Как-то раз Тощий увидел издали свою родную отару. Там была Антука, собаки, овцы — вся его прежняя жизнь, по которой он так долго тосковал. Он остановился в нерешительности и глядел на стадо, которое неторопливо двигалось вперед. Броситься к нему? Или идти за Хулианом? Тот наблюдал за псом. Потом позвал:
— Тощий, Тощий…
Пес повернул голову. Поймал ласковый, упорный взгляд хозяина, вспомнил свою нелегкую, полную случайностей жизнь, вечную спешку, ночи, опасности, страх смерти.
— Тощий, Тощий…
И, повинуясь зову сильного, Тощий медленно пошел за Хулианом. Так он решил свою судьбу.
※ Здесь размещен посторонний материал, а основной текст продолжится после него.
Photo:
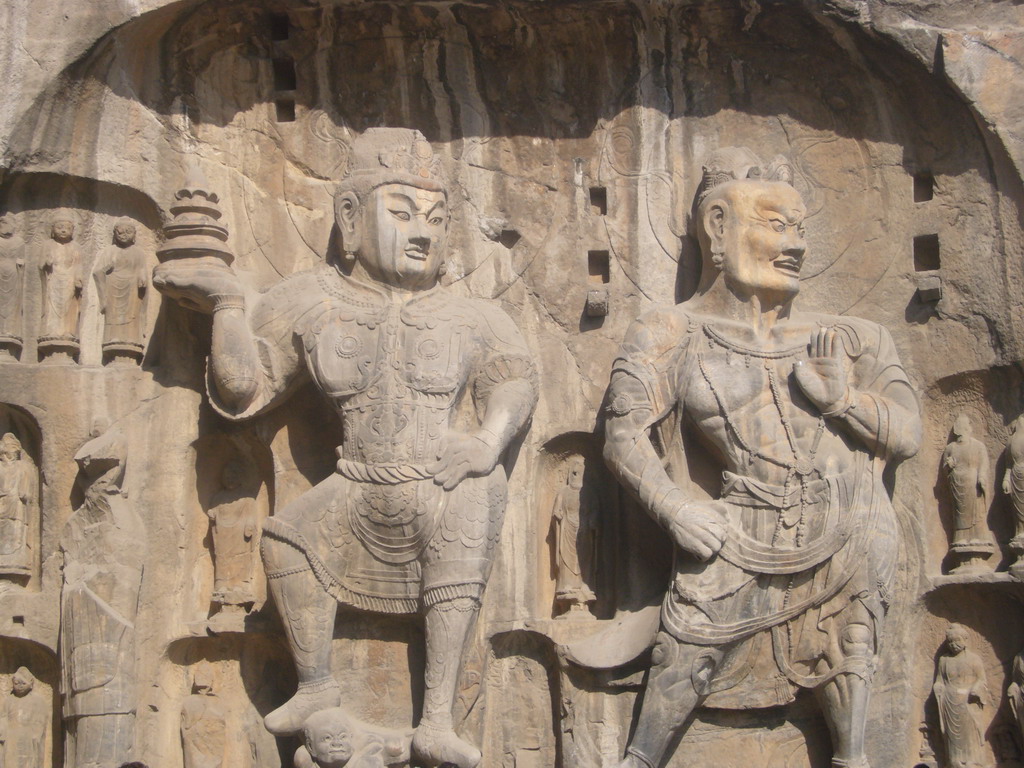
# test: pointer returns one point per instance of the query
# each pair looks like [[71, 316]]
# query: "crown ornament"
[[196, 228]]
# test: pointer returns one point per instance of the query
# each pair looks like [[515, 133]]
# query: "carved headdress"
[[736, 164], [392, 156]]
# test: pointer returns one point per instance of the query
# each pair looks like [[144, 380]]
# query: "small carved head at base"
[[330, 737], [956, 638], [62, 230], [22, 682], [10, 448]]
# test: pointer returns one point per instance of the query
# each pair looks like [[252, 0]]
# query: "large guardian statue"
[[784, 571], [430, 388]]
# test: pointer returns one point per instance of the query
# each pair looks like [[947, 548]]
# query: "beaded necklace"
[[798, 468]]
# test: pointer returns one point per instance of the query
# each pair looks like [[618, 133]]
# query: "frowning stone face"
[[763, 237], [404, 236]]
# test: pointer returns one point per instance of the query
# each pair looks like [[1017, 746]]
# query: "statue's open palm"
[[197, 283], [823, 377]]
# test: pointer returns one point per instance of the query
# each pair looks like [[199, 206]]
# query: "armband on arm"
[[629, 452]]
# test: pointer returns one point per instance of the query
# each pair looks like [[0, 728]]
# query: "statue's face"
[[956, 641], [20, 685], [62, 230], [331, 745], [764, 239], [124, 235], [404, 236]]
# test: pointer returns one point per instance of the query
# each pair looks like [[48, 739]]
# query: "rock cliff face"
[[156, 428]]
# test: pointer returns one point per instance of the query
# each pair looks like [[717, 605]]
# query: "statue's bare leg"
[[307, 612], [669, 701], [844, 698], [448, 625]]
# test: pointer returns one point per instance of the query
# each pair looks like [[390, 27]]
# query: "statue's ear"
[[346, 214], [714, 222]]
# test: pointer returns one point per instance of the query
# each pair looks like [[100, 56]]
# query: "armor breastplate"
[[392, 378]]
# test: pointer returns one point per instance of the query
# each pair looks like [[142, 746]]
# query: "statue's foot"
[[635, 760], [310, 697], [438, 747]]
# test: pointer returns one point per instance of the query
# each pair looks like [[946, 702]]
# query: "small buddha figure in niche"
[[574, 543], [966, 463], [781, 582], [61, 281], [17, 483], [1015, 693], [235, 527], [11, 289], [122, 279], [103, 545], [28, 715], [431, 389], [961, 692], [1013, 485]]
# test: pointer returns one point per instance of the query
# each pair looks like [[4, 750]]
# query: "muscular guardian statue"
[[430, 388], [783, 572]]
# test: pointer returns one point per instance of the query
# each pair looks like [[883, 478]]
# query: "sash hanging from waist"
[[750, 554]]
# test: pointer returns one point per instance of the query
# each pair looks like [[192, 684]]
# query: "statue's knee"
[[280, 557], [857, 641]]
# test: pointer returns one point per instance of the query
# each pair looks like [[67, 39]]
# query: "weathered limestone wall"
[[572, 135]]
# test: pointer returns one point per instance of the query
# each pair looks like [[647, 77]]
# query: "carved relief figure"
[[17, 482], [782, 581], [961, 692], [103, 547], [235, 527], [410, 520], [334, 739], [1013, 485], [966, 464], [573, 536], [11, 288], [61, 276], [204, 723], [122, 279], [27, 719], [1015, 693]]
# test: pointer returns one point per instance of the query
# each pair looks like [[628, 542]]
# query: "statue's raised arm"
[[254, 353]]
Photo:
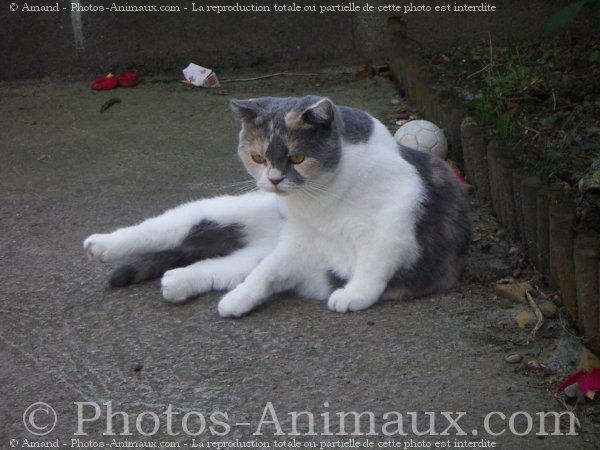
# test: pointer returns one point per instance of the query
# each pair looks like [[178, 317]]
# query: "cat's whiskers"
[[241, 187]]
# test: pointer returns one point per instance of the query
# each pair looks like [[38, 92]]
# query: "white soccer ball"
[[423, 135]]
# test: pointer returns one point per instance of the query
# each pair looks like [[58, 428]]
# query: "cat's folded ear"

Тощий был хорошим товарищем и верным сторожем. Он не только погонял стадо, много раз он спасал хозяину жизнь.
Однажды, высоко в горах, спрятав коров за камнями, они поджидали перекупщиков, которые должны были забрать стадо. Ночь была темной, но все же во мгле можно было различить белые пятна на коровьих боках, очертания камней и горбатый профиль гор. Свистел ветер, пронизывающий холод забирался под пончо. Хулиан и Блас, сторожившие стадо с разных сторон, едва видели друг друга. Они сидели в траве, держа винчестеры наготове, и поднимались только, если какая-нибудь корова пыталась уйти.
Собаки были рядом с ними и зорко всматривались в даль, а лошади — им ослабили уздечки — жевали жесткую траву. Внезапно Тощий заволновался, тихо зарычал и насторожил уши. Разглядеть ничего было нельзя. Хулиан тоже забеспокоился. Чутьем человека, не раз бывавшего на волосок от смерти, он предчувствовал опасность и в эту тревожную минуту вспоминал всю свою жизнь. Прошлое проходило перед ним. Земля давала мало, а хозяин заставлял работать все больше и больше. И вот вспышка ярости, багровый туман, блеск ножа. Хозяин сказал ему: «Вор, ворюга!» — и ударил хлыстом, а Хулиан выхватил нож. Он мягко вошел в тело по самую рукоятку, и хозяин упал, истекая кровью.